Lansoprazole is well absorbed from the gastrointestinal tract. It has an absolute bioavailability of approximately 93%.

Route of Elimination

Lansoprazole is eliminated primarily in the urine. The elimination half-life is about 1 hour and the clearance is approximately 0.2 L/h.


The usual adult dose for treating heartburn, duodenal ulcers, GERD, and Zollinger-Ellison syndrome is 15-30 mg once a day. For the treatment and prevention of stomach or duodenal ulcers associated with long-term NSAID use, the usual adult dose is 30 mg once daily.


Lansoprazole is available in capsule, tablet, and suspension form. It should be taken on an empty stomach, usually once a day. It should be taken before a meal, preferably in the morning.

Side Effects

Common side effects of lansoprazole may include headache, stomach pain, diarrhea, constipation, nausea, and rash. These effects usually improve after a few days, but should be reported to the doctor if they persist. Severe side effects such as fast or irregular heartbeat, intense abdominal pain, and difficulty breathing should be reported immediately to a doctor.
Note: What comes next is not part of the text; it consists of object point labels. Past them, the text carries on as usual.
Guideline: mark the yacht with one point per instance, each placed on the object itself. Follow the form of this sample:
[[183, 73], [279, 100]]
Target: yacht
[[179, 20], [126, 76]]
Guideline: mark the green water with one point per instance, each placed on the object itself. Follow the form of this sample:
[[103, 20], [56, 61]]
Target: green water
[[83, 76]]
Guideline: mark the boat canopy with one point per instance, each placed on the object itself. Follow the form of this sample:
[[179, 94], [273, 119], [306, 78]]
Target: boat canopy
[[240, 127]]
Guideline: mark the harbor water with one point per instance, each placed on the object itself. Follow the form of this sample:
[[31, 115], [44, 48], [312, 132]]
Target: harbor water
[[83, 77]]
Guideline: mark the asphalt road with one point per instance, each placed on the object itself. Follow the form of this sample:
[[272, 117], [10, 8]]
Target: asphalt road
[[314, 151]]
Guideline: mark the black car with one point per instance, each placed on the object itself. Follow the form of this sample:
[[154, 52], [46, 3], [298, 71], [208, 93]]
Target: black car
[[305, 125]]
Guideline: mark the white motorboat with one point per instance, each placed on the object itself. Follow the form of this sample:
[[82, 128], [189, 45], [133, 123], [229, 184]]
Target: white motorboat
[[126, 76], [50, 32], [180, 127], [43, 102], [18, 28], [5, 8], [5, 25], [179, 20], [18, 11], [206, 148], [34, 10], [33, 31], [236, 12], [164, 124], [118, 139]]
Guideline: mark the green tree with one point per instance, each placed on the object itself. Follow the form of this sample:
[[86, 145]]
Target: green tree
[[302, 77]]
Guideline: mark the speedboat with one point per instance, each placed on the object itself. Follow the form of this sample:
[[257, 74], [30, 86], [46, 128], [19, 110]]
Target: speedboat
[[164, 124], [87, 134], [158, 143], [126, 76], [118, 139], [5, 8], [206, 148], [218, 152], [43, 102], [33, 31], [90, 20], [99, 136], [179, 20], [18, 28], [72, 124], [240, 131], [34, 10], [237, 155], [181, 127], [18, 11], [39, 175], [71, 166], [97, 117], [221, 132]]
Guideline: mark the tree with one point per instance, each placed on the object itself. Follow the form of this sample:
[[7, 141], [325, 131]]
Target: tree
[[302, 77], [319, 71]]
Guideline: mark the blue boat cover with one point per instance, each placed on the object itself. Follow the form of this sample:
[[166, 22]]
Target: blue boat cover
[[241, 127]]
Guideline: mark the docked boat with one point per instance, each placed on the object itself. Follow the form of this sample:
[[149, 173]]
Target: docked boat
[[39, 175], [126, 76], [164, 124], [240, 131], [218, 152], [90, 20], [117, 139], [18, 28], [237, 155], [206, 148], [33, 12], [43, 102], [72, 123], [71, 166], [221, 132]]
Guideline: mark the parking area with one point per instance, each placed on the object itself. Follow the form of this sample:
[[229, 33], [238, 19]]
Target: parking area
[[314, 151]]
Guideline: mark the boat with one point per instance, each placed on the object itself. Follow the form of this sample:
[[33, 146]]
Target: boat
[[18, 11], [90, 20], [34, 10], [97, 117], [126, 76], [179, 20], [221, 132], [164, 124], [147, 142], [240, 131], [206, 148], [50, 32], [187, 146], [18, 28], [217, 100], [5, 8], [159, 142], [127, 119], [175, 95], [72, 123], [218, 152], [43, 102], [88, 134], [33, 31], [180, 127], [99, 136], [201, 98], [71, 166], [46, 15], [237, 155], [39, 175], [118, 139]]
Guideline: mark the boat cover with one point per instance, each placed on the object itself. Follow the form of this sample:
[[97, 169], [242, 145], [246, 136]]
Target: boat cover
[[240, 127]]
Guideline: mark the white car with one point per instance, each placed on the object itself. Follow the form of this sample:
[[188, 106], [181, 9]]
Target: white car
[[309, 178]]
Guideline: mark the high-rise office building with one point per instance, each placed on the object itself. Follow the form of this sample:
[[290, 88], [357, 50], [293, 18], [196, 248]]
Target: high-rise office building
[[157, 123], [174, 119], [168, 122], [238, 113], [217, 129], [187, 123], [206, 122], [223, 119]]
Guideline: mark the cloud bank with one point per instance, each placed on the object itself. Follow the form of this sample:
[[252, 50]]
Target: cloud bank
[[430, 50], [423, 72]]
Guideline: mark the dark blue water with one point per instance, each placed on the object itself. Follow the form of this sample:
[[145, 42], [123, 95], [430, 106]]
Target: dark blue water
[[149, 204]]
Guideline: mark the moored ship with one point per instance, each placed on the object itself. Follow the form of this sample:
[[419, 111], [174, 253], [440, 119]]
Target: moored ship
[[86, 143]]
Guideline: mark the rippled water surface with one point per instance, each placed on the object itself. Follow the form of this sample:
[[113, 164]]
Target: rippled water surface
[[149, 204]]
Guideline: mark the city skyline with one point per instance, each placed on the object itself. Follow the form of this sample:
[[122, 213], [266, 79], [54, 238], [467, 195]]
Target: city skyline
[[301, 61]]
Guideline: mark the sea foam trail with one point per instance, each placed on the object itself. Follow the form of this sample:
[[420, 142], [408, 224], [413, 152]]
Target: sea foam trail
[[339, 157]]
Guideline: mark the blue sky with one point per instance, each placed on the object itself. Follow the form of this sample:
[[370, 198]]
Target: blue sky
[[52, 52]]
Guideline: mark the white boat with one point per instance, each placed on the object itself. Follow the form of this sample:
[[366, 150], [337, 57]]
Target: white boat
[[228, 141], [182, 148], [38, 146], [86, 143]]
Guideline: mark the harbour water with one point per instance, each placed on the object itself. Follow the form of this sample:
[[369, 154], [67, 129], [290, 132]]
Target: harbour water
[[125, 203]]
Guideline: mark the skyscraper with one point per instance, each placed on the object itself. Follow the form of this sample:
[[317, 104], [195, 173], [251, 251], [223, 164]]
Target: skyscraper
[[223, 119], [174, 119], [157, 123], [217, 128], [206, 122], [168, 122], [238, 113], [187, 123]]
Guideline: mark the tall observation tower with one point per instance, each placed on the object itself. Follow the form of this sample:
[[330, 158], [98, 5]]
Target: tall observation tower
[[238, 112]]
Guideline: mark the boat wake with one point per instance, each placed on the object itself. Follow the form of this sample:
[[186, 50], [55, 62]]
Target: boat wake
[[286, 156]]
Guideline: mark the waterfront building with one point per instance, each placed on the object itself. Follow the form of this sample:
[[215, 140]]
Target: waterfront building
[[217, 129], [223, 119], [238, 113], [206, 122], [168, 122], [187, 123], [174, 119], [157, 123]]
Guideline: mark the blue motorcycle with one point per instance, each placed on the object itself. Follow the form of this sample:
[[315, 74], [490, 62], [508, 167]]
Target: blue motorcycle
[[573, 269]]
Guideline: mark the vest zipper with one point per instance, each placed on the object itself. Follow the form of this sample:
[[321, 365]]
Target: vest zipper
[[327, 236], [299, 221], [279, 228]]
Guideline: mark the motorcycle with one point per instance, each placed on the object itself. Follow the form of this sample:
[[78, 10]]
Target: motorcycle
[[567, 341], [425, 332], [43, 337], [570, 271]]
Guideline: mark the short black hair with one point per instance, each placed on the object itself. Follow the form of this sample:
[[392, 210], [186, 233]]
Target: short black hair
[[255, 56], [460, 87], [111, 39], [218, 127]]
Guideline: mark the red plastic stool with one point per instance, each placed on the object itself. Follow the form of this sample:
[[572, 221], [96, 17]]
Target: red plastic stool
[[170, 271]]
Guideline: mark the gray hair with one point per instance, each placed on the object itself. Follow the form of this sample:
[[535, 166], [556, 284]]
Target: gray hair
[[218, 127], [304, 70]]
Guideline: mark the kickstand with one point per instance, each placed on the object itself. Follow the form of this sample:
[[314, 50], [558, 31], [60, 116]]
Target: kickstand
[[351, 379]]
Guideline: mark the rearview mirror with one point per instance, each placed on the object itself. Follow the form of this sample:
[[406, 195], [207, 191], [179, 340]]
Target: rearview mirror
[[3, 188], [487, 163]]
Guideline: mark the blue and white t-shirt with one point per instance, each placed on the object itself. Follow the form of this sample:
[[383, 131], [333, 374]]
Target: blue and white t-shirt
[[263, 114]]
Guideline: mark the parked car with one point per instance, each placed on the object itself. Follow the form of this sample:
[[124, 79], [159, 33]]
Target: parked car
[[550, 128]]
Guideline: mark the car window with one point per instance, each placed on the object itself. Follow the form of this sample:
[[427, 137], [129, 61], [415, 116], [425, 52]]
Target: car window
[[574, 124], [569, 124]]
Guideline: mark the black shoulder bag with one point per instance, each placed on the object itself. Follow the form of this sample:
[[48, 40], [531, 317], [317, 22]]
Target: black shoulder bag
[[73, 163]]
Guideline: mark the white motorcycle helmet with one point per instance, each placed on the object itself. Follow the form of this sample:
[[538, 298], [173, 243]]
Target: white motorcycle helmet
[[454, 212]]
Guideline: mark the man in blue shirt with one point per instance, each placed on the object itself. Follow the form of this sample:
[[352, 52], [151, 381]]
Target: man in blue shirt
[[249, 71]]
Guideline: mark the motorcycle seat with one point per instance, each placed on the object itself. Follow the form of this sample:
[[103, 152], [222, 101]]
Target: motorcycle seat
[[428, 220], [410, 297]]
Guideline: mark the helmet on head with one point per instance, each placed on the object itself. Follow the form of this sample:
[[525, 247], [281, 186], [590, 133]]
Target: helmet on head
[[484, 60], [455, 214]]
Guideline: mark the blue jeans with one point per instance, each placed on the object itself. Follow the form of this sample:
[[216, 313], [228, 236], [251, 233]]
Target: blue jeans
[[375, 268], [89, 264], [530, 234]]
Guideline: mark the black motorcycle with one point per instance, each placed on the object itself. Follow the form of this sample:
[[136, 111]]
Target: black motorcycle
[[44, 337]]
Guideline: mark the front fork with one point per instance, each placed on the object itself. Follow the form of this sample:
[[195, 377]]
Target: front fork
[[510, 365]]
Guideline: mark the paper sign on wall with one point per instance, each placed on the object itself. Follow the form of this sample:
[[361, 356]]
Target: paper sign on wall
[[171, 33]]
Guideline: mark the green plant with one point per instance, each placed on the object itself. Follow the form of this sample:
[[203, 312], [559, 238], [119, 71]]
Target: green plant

Lansoprazole is generally safe, but overdose can lead to serious adverse effects such as severe breathing problems, convulsions, and coma. It is important to take lansoprazole only at the prescribed dose and not exceed it.
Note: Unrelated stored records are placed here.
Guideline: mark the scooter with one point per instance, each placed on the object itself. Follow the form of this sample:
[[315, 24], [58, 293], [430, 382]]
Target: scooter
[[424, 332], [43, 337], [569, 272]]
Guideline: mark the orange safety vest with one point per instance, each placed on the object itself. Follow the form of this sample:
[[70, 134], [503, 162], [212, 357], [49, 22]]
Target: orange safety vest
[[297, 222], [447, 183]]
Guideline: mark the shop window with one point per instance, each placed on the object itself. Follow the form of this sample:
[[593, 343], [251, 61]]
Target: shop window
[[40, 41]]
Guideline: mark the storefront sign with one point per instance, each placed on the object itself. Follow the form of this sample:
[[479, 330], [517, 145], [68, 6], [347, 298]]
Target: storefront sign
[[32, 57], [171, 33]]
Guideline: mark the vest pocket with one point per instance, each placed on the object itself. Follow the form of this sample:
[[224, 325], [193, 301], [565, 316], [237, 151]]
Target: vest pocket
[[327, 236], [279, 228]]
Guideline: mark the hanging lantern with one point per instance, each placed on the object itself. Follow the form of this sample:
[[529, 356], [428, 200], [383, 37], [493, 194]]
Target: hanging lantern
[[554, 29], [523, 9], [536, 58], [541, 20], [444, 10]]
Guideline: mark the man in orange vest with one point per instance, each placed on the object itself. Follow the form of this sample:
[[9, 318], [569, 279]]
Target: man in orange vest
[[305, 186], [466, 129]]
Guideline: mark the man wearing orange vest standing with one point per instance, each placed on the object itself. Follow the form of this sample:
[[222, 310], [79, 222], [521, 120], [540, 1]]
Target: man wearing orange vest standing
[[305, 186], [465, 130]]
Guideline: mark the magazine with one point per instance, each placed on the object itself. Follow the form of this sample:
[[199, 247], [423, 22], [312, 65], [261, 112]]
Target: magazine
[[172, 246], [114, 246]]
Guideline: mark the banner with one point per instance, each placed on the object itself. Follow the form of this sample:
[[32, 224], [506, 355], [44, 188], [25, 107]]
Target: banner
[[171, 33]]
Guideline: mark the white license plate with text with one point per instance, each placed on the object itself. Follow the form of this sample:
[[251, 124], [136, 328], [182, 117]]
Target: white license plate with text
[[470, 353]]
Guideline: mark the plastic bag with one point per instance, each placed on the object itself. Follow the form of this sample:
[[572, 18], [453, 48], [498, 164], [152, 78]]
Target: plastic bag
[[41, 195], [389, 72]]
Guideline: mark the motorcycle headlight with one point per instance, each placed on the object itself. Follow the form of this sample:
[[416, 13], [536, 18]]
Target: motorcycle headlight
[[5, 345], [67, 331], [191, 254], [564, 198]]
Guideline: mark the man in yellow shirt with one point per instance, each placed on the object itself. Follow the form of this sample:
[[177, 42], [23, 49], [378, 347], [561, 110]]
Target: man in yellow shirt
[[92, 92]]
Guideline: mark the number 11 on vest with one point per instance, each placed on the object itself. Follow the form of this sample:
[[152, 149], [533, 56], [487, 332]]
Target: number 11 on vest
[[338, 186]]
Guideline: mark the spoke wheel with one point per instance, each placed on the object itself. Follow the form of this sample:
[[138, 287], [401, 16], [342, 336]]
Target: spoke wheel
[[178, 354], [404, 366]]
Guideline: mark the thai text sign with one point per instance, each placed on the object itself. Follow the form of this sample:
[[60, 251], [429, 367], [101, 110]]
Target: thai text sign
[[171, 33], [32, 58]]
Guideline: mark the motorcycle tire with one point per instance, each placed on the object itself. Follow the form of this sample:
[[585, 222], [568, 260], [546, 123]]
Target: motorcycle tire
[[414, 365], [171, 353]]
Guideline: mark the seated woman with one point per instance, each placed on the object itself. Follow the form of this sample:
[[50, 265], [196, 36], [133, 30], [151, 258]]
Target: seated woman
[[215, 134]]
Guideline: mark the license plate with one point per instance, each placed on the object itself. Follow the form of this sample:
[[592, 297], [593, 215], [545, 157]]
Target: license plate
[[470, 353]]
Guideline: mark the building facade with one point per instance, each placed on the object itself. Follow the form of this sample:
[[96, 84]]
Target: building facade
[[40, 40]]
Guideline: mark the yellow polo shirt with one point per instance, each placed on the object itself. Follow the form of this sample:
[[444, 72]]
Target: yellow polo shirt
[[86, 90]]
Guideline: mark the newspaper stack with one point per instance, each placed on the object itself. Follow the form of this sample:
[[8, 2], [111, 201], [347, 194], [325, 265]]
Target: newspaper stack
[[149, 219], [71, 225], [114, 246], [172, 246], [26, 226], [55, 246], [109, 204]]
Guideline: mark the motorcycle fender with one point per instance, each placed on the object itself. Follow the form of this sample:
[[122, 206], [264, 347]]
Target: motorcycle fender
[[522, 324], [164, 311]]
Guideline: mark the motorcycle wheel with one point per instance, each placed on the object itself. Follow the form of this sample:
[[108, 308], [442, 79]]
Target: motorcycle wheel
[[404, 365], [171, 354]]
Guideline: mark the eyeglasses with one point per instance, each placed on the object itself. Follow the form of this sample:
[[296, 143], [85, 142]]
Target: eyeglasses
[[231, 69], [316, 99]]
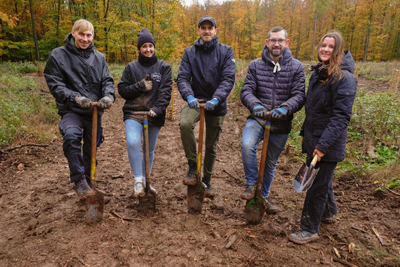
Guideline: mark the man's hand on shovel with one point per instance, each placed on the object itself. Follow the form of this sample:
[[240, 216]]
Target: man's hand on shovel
[[319, 153]]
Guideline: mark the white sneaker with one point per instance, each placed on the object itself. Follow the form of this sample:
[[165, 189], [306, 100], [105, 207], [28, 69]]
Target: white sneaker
[[138, 189], [152, 189]]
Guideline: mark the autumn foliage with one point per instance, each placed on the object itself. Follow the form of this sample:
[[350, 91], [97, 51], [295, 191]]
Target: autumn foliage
[[371, 28]]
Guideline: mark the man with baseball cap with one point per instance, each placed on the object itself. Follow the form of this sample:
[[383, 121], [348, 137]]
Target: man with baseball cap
[[207, 72]]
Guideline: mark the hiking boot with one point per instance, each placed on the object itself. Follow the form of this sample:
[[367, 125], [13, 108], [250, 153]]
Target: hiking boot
[[191, 175], [82, 187], [248, 192], [302, 237], [270, 208], [328, 219], [208, 190], [152, 189], [138, 189]]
Lansoprazole should be taken with caution in people with kidney or liver disease, history of heart attack or stroke, or any other medical condition. It should also be used with caution in children, pregnant or breastfeeding women. People taking lansoprazole should not drink alcohol or take other medications without consulting a doctor.


Lansoprazole may interact with other medications, vitamins, herbal supplements, or dietary supplements. It is important to tell the doctor about all the medications one is taking, including over-the-counter drugs, to avoid potential drug interactions.

Disease Interaction

Lansoprazole may interact with certain existing medical conditions such as liver or kidney disease, heart disease, or any other genetic or metabolic disorder. People with such conditions should consult with a doctor before taking lansoprazole.

Drug Interaction

There are several drugs which may interact with lansoprazole such as antifungal drugs, cancer drugs, anti-seizure drugs, blood thinners, and iron supplements. People should inform their doctor about all the drugs they are taking before taking lansoprazole.

Food Interactions

Certain food items such as dairy products, antacids, or calcium supplements can interfere with the absorption of lansoprazole and hence should be avoided. People should inform their doctor about any such interactions before taking lansoprazole.

Pregnancy Use

Lansoprazole should be used during pregnancy only if clearly needed and after consulting with a doctor. Its safety during pregnancy has not been established and hence should be used with caution. It should not be used in the first trimester unless clearly needed.

Lactation Use

Lansoprazole should be used during lactation only if clearly needed and after consulting with a doctor. It should not be used in combination with any other medication during lactation as it could increase the risk of adverse effects in the infant.

Acute Overdose

An acute overdose of lansoprazole may lead to symptoms such as convulsions, coma, extreme drowsiness, difficulty in breathing, and abdominal pain. Immediate medical attention is required in such cases.


Lansoprazole should not be used in people who are allergic to it or any of its ingredients. It should also not be used with certain drugs such as atazanavir and nelfinavir. People should inform their doctor if they are taking any other medication before taking lansoprazole.

Use Direction

Lansoprazole should be taken with water and on an empty stomach, usually once a day. It should be taken before a meal, preferably in the morning. Do not exceed the recommended dose or take this medicine for a longer period than recommended.

Storage Condition

Lansoprazole should be stored in a cool dry place, away from heat and direct light. It should be kept out of sight and reach of children.

Volume of Distribution

The volume of distribution of lansoprazole is 0.2 L/kg.

Half Life

The half-life of lansoprazole is approximately 1 hour.


The clearance of lansoprazole is approximately 0.2 L/h.